Abuse of the Internet is getting worse. I used to get some Spam – now I get inundated. It’s a plague. Every other e-mail offers me improved Broadband phone connections, opportunities to have my genitalia enlarged (does anyone ever need them shrinking?), domain registration offers, fake academic degrees, and Viagra (usually spelt ViAgGGra or similar to avoid Spam filters.
Another popular one is making money on the Internet. This usually involves sending someone a cheque for their tips on how to make money that way – which presumably involves telling everyone online that you have tips on how they can make money online if they send you a cheque.
With spam filters and service providers blocking out many legitimate messages, the spammers seem to have an easy time of it. No one ever seems to arrest them for promoting goods and services through ads that would never be approved by the British Advertising standards authority (ASA). You can’t offer guaranteed longevity, hair restoration pills, or sex appeal anywhere else, but spammers do it all the time.

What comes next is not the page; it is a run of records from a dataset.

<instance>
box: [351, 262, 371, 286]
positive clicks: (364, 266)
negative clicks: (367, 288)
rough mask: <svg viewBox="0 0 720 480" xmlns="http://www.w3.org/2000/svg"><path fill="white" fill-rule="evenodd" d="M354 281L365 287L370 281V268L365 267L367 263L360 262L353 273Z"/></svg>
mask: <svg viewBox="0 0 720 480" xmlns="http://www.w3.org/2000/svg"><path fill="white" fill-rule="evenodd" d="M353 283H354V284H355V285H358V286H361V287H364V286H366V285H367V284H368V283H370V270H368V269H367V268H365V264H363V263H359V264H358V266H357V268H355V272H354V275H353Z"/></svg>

Some are such obvious charlatans that it is incredible that anyone could fall for it. When someone tells me he is the president of a banana republic and invites me to share his millions if I just give him my credit card details, am I to be forgiven for thinking he might be a thief?
On Myspace http://www.myspace.com/56954240 somebody was sending out spam convincingly using my ID – luckily, they got stopped quickly.
The saddest aspect of Spam is its hijacking of the name of a fine meat product and a Monty Python Sketch.